Studies employing electroretinography and/or OCT support the presence of functional and structural photoreceptor aberrations in MS.3–5,14 The mechanism of this pathology is unclear, although evidence points to a primary retinal process, since it appears that photoreceptor involvement occurs independently of inner retinal and optic nerve pathology.4,5,14
Additionally, as expected, we observed significantly decreased GCIP thicknesses in the MS patients, but we were unable to detect alterations in the INL or OPL thicknesses derived from either method. Albrecht et al. recently reported decreased INLmax thicknesses in primary-progressive MS patients,12 however we were unable to perform subgroup comparisons by MS subtype due to the small number of progressive patients in the study. Evaluation of a large cohort of primary-progressive MS patients is necessary to independently evaluate this finding.

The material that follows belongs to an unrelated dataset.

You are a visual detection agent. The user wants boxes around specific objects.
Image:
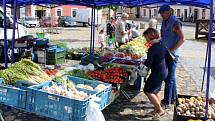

In conclusion, we have demonstrated that the assessment of the GCIP, INL and OPL at the points of maximal macular thickness may be used as a less time-intensive approach to rapidly quantitatively assess the gross integrity of these layers in MS, although for the ONL this approach appears to be suboptimal. These results though do not mitigate the need for segmentation of the entire macular volume, an approach that is more informative concerning the integrity of the retinal layers throughout the entire macular cube, and allows the detection of localized aberrations of retinal layer thicknesses. Thus, the application in future studies of MS eyes of reproducible automated segmentation techniques isolating individual retinal layers will allow their quantitative assessment in a time-efficient fashion over a more extensive area of the macula, in larger study populations, and may bear important implications for further characterization of the neuroretinal pathobiology of MS.
Footnotes
Declaration of interest: The authors report no conflicts of interest.